Assuming that I am having the following RDD:
alist = [('a',[['1',2]]),('b',[['2',3]]),('b',[['8',5]]),('b',[['8',5]]),('c',[['4',22]]),('a',[['5',22]])]
anRDD = sc.parallelize(alist)
My task is from each string letter get the list with the highest int value (index 1 of the list). If there is a huge amount of data and a lot of different keys (string letters) what of the following methods is recommended?
Method 1:
import operator
def sortAndTake(alistoflists):
alistoflists.sort(key=operator.itemgetter(1),reverse=True)
return alistoflists[0]
reducedRDD = anRDD.reduceByKey(lambda a,b:a+b)
finalRDD = reducedRDD.map(lambda x: (x[0],sortAndTake(x[1])))
finalRDD.collect()
Method 2:
def partitioner(n):
def partitioner_(x):
return portable_hash(x[0]) % n
return partitioner_
def sortIterator(iterator):
oldKey = None
cnt = 0
for item in iterator:
if item[0] != oldKey:
oldKey = item[0]
yield item
partitioned = anRDD.keyBy(lambda kv:(kv[0],kv[1][0][1]))

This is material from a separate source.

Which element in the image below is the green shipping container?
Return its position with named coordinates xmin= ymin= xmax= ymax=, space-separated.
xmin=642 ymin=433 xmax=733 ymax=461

partitioned.repartitionAndSortWithinPartitions(
numPartitions=2,
partitionFunc=partitioner(2),ascending=False)
.map(lambda x: x[1])
.mapPartitions(sortIterator)
(method 2 is inspired from the accepted answer(by zero323) from a previous question I have made: Using repartitionAndSortWithinPartitions
)
From my understanding in the first method if we got a huge different key values there is a lot of shuffling between the workers in the reduceByKey
which could make the method 2 quicker ( I am not sure if the same is happening when using repartitionAndSortWithinPartitions
in method2).
Any insight? Thanks :)